Motorola top club stock
Motorola Inc. is the most popular stock among U.S. investment clubs, according to the Madison Heights, Mich.-based National Association of Investors Corp., a nonprofit organization of such clubs.
Motorola unseated McDonald’s Corp., which had held the top spot for the past six years.
After Motorola, the most popular stocks were PepsiCo Inc.; Merck & Co. Inc.; McDonald’s; Intel Corp.; AFLAC, Inc.; The Coca-Cola Co.; Lucent Technologies; RPM Inc.; and AT&T; Corp.
More than 4,600 investment clubs participated in the 14th annual survey.
A complete ranking of the 100 most popular stocks is available in the April issue of Better Investing magazine.
Savin’ Dave riffs on thrift
April has been designated as National Saving Month by Merrill Lynch, which is offering a free comic book on saving called “The Adventures of Savin’ Dave and the Compounders.”
The company is also sponsoring a national contest where children of all ages are invited to illustrate the importance of saving through the creation of a poster, video or essay. More than $45,000 in U.S. Saving Bonds and cash prizes will be awarded to winners.
For a copy of the comic book or to get an entry form for the contest, call (800) 637-7455, ext. 2271, or check the Web site’s Family Saving Center at www.ml.com/.

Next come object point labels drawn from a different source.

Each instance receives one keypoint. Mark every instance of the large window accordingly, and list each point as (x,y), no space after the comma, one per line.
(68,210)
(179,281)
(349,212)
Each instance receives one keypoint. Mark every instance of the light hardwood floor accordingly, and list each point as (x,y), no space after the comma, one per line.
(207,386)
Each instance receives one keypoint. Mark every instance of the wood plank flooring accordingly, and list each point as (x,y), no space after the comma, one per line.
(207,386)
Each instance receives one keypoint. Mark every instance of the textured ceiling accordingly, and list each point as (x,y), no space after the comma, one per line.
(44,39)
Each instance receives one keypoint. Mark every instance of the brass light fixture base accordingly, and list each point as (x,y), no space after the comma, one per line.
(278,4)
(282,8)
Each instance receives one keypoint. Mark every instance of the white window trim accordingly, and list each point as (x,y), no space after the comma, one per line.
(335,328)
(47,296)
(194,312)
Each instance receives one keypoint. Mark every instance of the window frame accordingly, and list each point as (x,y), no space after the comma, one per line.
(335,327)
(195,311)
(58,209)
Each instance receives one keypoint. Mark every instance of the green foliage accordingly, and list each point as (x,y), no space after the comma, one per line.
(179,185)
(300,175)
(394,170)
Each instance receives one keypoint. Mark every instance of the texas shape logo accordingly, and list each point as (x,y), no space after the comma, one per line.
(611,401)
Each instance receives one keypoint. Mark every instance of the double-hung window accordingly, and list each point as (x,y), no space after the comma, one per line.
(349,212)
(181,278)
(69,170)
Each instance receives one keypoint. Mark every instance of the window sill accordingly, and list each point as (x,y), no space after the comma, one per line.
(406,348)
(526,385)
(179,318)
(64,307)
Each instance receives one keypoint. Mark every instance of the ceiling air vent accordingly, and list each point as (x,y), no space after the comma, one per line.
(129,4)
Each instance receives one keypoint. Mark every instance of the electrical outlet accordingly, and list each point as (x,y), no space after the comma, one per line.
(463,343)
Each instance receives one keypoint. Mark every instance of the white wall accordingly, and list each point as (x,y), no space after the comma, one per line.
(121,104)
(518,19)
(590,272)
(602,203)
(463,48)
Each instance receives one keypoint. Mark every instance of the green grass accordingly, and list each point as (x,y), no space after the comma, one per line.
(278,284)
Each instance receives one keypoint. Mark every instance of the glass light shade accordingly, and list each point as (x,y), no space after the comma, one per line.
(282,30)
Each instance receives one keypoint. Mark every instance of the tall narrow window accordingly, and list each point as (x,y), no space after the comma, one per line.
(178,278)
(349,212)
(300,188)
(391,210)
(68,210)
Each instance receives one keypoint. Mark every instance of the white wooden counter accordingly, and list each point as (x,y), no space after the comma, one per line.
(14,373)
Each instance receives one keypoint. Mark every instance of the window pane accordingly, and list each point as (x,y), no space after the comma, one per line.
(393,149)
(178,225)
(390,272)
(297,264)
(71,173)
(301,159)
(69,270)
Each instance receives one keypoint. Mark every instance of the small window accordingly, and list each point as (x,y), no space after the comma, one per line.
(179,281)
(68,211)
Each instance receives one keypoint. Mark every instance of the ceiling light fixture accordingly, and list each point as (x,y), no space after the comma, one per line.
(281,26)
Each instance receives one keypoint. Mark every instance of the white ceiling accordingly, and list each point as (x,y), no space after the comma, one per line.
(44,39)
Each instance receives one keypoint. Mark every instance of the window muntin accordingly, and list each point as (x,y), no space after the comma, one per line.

Elderly parents sap college saving
For the first time ever, many Americans are scaling back financial help for college-aged and adult children in order to support aging parents, according to the 1997 Phoenix Fiscal Fitness Survey.
About 40 percent of the respondents whose parents are still living are either currently providing them with support, or expect to do so in the future, the survey found.
That’s twice the 1994 figure of 22 percent.
More results of the survey of 1,000 people aged 30 to 59 are available from the Phoenix Web site at www.phl.com/.
Avoid markets that mirror U.S.
Diversifying into foreign stocks can sharply reduce the risk in your portfolio, but make sure you buy stocks from the right countries - whose markets don’t rise and fall in tandem with our own.
World Money Analyst (1-800-556-2022), found that markets in Canada, Sweden and Britain were closely linked to U.S. markets - thus, not very good for diversification.
Japan was the market least correlated, followed by Italy.
Among the larger emerging markets, the least correlated (so, most attractive) were India, Taiwan, South Korea, Chile and Brazil.
Stock picks from these countries? WMA recommends Canon Dai Nippon Printing and Sony (Japan), Andina and Soquimich (Chile) and Telebras (Brazil).
Another good bet: closed-end single-country funds.